On the first step, you check whether text[0..m] == pattern. On the second step, you want to check whether text[1..m+1] == pattern. Thus you remove text[0] from the hash (at the moment it is multiplied by your precomputed h): t = (t-h*ord(text[s]))%q. And then, add text[m] to it: t = (t*d+ord(text[s+m]))%q. On the next step, you remove text[1] and add text[m+1], and so on. The t = (t+q)%q line is there because a negative number modulo q yields remainder in the range (-q; 0], and we want it to be in the range [0; q).

Note that you want to check a total of n-m+1 substrings, not n-m, hence the correct loop is for s in range(n-m+1). Checked by the second example (finding "xx" in "xxxxx").

Also worth noting:

1. The line h = pow(d,m-1)%q may be too slow if m is large. It is better to take the result modulo q after each of the m-2 multiplications.

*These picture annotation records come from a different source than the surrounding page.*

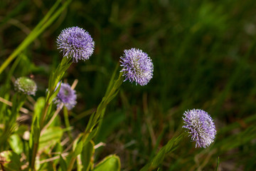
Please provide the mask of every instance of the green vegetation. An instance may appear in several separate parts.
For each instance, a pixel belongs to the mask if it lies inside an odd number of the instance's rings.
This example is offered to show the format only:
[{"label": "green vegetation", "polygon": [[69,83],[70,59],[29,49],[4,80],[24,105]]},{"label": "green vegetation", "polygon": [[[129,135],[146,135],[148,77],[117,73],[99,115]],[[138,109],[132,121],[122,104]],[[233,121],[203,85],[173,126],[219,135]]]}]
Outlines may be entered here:
[{"label": "green vegetation", "polygon": [[[1,1],[0,97],[14,105],[0,103],[1,156],[8,156],[7,162],[15,161],[10,167],[16,167],[11,170],[26,165],[17,158],[29,156],[24,147],[38,138],[28,141],[24,133],[41,123],[33,116],[41,117],[50,76],[62,60],[56,38],[63,28],[78,26],[92,36],[95,53],[86,62],[73,63],[63,75],[63,81],[70,85],[78,80],[78,104],[68,113],[61,110],[41,137],[41,169],[53,170],[58,163],[62,170],[68,169],[62,157],[47,159],[56,156],[52,151],[70,150],[72,139],[82,136],[105,95],[123,51],[137,48],[152,59],[153,78],[145,86],[124,82],[107,108],[102,107],[105,118],[94,142],[86,142],[79,152],[84,158],[95,154],[95,170],[105,165],[119,168],[119,164],[121,170],[139,170],[184,131],[183,113],[193,108],[213,118],[215,142],[206,149],[195,148],[195,142],[184,138],[165,154],[159,170],[216,170],[217,165],[220,170],[254,170],[255,9],[255,0]],[[21,76],[31,76],[38,86],[36,96],[24,104],[14,88]],[[21,103],[28,113],[17,114],[18,127],[9,124],[7,131],[6,123],[16,116],[11,111]],[[94,150],[94,143],[105,145]],[[81,162],[88,169],[93,164]]]}]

2. This algorithm is still O(nm) in the worst case. With text="a"*100000 and pattern="a"*50000, it will find 50001 positions where a substring of text matches the pattern, and it will check them all character-by-character. If you expect your code to work fast in such extreme cases, you should skip the character-by-character comparison and find a way to deal with false positives (i.e., hashes are equal but strings are not). Picking a large prime number q may help reduce the probability of a false positive to an acceptable level.

Solution 2:

Ok, so the answer is that you need to indent the "for s" loop:

def Rabin_Karp_Matcher(text, pattern, d, q):
    n = len(text)
    m = len(pattern)
    h = pow(d,m-1)%q
    p = 0
    t =0
    result = []
    for i in range(m): # preprocessing
        p = (d*p+ord(pattern[i]))%q
        t = (d*t+ord(text[i]))%q

        for s in range(n-m):
            if p == t: # check character by character
                match = True
                for i in range(m):
                    if pattern[i] != text[s+i]:
                        match = False
                        break
                if match:
                    result = result + [s]
            if s < n-m:
                    t = (d*(t-ord(text[s+1])*h)+ord(text[s+m]))%q #index out of bounds here


    return result

This gives me the answer 6, which is what you are looking for I imagine. Interesting algorithm man.